I was just a happy, busy mother in 2010, looking after my three-year-old daughter, Brianna, and toddler son, Luke. I had breastfed my daughter until 15 months and my son still enjoyed being breastfed, especially at night. Life was good.
I had overcome mastitis while breastfeeding Brianna and Luke. After noticing some lumps in my left breast, I went to my General Practitioner (GP) who referred me for an ultrasound. The sonographer could not see anything sinister and the report came back as calcified milk deposits. I happily continued breastfeeding but was referred for two more ultrasounds, all of which reported the same result.

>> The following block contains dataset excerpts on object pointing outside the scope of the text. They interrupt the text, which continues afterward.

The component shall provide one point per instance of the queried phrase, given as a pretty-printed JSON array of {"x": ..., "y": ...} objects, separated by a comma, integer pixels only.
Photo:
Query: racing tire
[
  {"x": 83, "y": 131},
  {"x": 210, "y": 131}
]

My GP remained concerned and referred me to a surgeon for biopsies of the lumps. When I returned to his practice in September 2010, with 13-month-old Luke in his pram, Brianna and my mum with me, the last thing on our minds was breast cancer. At 37-years-old, and with two young dependent children, I faced the fear of death.

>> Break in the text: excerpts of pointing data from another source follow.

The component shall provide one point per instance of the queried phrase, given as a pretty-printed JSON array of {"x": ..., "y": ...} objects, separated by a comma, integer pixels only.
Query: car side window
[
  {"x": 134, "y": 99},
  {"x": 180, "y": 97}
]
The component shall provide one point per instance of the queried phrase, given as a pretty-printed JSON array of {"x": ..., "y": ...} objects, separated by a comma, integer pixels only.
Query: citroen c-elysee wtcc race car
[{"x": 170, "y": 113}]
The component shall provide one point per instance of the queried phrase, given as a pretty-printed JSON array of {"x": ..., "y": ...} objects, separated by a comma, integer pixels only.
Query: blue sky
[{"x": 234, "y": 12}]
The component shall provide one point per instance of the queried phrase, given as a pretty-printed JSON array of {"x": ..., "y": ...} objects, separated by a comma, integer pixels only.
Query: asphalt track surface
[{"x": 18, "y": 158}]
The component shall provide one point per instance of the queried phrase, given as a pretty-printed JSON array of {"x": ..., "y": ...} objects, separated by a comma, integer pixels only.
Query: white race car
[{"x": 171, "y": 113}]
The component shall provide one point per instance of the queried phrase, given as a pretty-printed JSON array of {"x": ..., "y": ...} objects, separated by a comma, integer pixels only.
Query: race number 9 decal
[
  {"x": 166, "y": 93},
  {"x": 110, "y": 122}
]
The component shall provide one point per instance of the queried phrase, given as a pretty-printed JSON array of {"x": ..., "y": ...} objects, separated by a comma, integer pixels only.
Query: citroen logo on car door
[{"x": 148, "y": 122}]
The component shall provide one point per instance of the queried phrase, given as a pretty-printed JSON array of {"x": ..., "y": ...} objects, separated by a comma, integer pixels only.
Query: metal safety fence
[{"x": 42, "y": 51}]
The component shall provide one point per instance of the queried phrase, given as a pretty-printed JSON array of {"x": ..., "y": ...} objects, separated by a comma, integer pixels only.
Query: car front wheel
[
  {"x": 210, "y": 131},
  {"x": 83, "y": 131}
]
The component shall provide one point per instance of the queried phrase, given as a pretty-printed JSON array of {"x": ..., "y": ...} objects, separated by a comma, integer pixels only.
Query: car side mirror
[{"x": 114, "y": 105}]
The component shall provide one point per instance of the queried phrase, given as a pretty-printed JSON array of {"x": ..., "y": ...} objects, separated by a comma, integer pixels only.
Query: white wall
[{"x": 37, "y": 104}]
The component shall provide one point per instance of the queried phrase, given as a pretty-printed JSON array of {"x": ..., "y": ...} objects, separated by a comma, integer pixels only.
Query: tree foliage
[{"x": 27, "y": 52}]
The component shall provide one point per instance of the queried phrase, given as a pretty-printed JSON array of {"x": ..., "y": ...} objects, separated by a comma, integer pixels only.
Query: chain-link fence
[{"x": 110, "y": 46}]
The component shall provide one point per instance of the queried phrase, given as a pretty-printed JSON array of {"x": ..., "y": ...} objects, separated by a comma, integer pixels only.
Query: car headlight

The surgeon advised that I stop breastfeeding immediately and have surgery in two weeks’ time to remove the affected breast. This meant I had to be separated from Luke as he demanded milk from me. We were both traumatised. Mum had the task of introducing a bottle to Luke.
He rejected it each time it was offered. In the end, desperation made her add a small amount of flavouring, which finally resulted in him taking it.